He replaced your hands with what?!?! I hope you received the original hands back with the watch. I'll send you a PM with my email address if you need those photos posted.


----------



## DragonDan (Dec 22, 2009)

Yes, Any good watchmaker will send the old parts back. I hope they were in the box


----------



## Uwe W. (Jan 7, 2009)

*Re: Laco back from Watch Repairs USA*

These are the images of 480/277's watch that he sent me for posting:

















I'm just about to log off and haven't any time to study them in detail, but here are a few quick thoughts:
- although it looks in every way to have a D5 movement, there's something amiss with it. The typical Laco script near the third wheel looks to be missing and the image isn't sharp enough for me to tell what's written there.
- I'm definitely not liking where the regulator is positioned.
- at a quick glance the hands look right (where they replaced or re-lumed?), but it would be better to see a photo of them spread apart.
- unfortunately the watch is running, because I would have liked to look at the balance wheel on this movement


----------



## 480/277 (Nov 12, 2012)

I can't set the time to move the hands. Will wait til they move apart. Which/what is third wheel and I'll get a better photo. Will take a profile of the crystal too. 
Thanks Uwe W


----------



## 480/277 (Nov 12, 2012)

DragonDan said:


> Yes, Any good watchmaker will send the old parts back. I hope they were in the box


No parts in box . I emailed him again . Told him I was underwhelmed and I wanted my parts back. Doubt I'll see anything.


----------



## Uwe W. (Jan 7, 2009)

What makes you think that the hands were replaced? The hands on your watch look original (in shape) and I'd be surprised if this guy in NY managed to source a replacement set of hands for a 55 mm '40s B-Uhr. It looks to me like the hands were re-lumed. When you look at the hands from different angles can you see if they're made from a blued metal?

The writing on the movement I was referring to is at the 10 o'clock position in the photo. Normally this would have "Laco" written in the company's script with "22 Steine" underneath it. However, if you could write down everything that you can read on the movement that would be even better. Also, a photo of the inside of the case back would be good.
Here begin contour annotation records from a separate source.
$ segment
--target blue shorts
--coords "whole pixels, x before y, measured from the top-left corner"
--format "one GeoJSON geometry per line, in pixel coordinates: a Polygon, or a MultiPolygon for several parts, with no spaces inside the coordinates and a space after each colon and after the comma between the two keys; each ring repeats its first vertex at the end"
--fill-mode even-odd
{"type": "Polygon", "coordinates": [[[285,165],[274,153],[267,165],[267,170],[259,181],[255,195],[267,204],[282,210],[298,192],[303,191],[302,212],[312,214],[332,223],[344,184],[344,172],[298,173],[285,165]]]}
Does the number on the movement match the one written on the case back?

One other thing: Were you provided a list of what work would be performed as part of the quote the company gave you? Or was there detailed service information included on the invoice? It would be very interesting if you could share that information for the purposes of this discussion.

One thing is certain, if it were my watch I wouldn't wind it any more or try to adjust the hands. I'd package it very carefully and send it off to Laco for a complete inspection.


----------



## JSal (Aug 27, 2012)

I was afraid something like this would happen.

The picture is fuzzy but I would agree it doesn't look like the LACO script logo. But the fuzziness can make things appear odd.

As Uwe said, it would be nice to see clear shots and also see the inside of the caseback along with the movement. 
Hopefully the serial numbers match.

I also agree with Uwe as the the hands... Wondering where he would get a set to replace the originals.

Maybe he just charged you for new hands and re-lumed yoir old ones. If not, get those old ones back.

I wish you all the best. Keep us informed.


----------



## 480/277 (Nov 12, 2012)

DragonDan said:


> Yes, Any good watchmaker will send the old parts back. I hope they were in the box





Uwe W. said:


> What makes you think that the hands were replaced? The hands on your watch look original (in shape) and I'd be surprised if this guy in NY managed to source a replacement set of hands for a 55 mm '40s B-Uhr. It looks to me like the hands were re-lumed. When you look at the hands from different angles can you see if they're made from a blued metal?


Yes the outside of the hands are blue like originals. They just look like the cheap ones you see on EBay .



Uwe W. said:


> The writing on the movement I was referring to is at the 10 o'clock position in the photo. Normally this would have "Laco" written in the company's script with "22 Steine" underneath it.


It says. D303
22 Steine



Uwe W. said:


> However, if you could write down everything that you can read on the movement that would be even better. Also, a photo of the inside of the case back would be good. Does the number on the movement match the one written on the case back?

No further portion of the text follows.